HINWEIS: Führen Sie diesen Schritt in einem laminaren Strömungsschrank unter steriler Umgebung aus.

  1. Fügen Sie 600 l Kulturmedium pro Brunnen (in einer 24-Well-Platte) hinzu und brüten Sie mindestens 20 min bei 36 °C und 5%CO2 vor dem Beschichten der Scheiben.
  2. Platte eine Scheibe pro Brunnen mit einem Pinsel (Abbildung 1G).
  3. Wenn sich ungenutzte Brunnen in der Platte befinden, füllen Sie sie mit 400 l sterilem Wasser.
  4. Inkubieren Sie die Platte bei 36 °C, 5%CO2.
    HINWEIS: Der erste mittlere Austausch muss zwischen 8-16 h nach der Beschichtung durchgeführt werden, abhängig von der Größe der Scheibe.
  5. Ergänzung 10 ml des zuvor vorbereiteten Kulturmediums mit 50 ng/ml neurotrophen Faktor (BDNF).
    HINWEIS: Während der ersten 8-16 h werden die Scheiben in 600 l Medium inkubiert, um Nährstoffmangel und Versauerung zu vermeiden, da der mittlere Verbrauch in dieser Phase beschleunigt wird.
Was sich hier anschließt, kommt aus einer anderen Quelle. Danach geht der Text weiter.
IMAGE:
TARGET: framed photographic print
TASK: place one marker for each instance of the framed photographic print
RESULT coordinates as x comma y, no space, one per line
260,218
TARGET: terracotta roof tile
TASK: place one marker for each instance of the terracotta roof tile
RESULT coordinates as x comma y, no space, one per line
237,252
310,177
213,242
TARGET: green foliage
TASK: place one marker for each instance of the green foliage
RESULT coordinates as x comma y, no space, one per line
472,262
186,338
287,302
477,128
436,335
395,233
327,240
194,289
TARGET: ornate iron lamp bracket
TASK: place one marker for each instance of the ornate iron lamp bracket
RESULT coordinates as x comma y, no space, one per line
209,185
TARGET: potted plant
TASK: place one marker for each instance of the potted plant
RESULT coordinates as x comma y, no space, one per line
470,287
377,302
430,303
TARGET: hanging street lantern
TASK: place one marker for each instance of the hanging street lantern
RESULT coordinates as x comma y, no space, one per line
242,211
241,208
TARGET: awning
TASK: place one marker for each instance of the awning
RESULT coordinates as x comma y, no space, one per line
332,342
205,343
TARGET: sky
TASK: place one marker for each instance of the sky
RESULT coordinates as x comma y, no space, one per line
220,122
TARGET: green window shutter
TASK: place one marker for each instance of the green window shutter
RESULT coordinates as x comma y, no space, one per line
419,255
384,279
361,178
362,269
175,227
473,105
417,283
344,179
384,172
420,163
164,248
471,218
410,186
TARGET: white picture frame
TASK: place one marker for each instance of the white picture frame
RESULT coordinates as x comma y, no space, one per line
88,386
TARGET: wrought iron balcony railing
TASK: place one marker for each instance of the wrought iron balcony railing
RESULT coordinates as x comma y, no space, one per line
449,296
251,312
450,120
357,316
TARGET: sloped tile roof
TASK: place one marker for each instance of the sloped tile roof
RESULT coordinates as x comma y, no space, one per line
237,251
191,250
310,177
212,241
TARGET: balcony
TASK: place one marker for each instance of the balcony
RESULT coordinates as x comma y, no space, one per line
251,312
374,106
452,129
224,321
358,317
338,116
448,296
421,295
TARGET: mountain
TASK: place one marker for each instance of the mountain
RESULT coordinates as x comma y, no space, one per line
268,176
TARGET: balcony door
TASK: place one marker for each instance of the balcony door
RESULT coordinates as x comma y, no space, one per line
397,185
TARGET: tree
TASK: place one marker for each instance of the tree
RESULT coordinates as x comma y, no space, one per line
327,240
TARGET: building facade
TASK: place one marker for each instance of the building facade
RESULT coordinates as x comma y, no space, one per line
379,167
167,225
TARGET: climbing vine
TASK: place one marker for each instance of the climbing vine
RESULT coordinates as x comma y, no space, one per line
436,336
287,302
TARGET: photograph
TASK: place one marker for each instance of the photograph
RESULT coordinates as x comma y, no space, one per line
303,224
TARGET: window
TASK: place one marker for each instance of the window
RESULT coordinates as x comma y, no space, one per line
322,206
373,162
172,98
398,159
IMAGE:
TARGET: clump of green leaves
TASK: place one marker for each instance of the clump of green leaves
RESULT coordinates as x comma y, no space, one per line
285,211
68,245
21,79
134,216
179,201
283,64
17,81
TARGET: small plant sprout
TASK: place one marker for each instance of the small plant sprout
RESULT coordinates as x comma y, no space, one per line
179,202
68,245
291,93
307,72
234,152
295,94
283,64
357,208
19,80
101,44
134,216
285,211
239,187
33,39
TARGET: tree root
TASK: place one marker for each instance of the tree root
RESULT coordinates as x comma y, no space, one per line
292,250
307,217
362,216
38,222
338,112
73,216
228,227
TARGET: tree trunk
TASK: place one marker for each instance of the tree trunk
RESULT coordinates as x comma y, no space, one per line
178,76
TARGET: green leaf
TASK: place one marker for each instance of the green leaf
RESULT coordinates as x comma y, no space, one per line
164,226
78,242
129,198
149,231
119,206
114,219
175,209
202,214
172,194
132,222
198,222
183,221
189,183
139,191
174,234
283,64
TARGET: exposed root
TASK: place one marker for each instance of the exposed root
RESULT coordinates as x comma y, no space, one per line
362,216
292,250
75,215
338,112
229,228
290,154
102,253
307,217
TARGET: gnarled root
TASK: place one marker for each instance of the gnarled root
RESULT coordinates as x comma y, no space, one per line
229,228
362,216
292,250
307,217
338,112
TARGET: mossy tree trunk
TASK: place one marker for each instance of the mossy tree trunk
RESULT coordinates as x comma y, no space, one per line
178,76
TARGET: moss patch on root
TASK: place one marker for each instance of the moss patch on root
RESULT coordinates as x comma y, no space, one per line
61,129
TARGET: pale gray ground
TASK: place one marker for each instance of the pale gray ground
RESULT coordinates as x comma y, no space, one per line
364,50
Ab dem nächsten Schritt wird das Volumen des Mediums pro Bohrgut auf 400 l eingestellt.
  6. Entfernen Sie 333 l des konditionierten Mediums aus jedem Brunnen und fügen Sie 133 l frisches BDNF-ergänzungsmedium hinzu.
  7. Wiederholen Sie den Prozess des mittleren Austauschs alle 24 h, indem Sie ein Drittel des konditionierten Mediums durch frisches BDNF-ergänzungsmittelersetzen.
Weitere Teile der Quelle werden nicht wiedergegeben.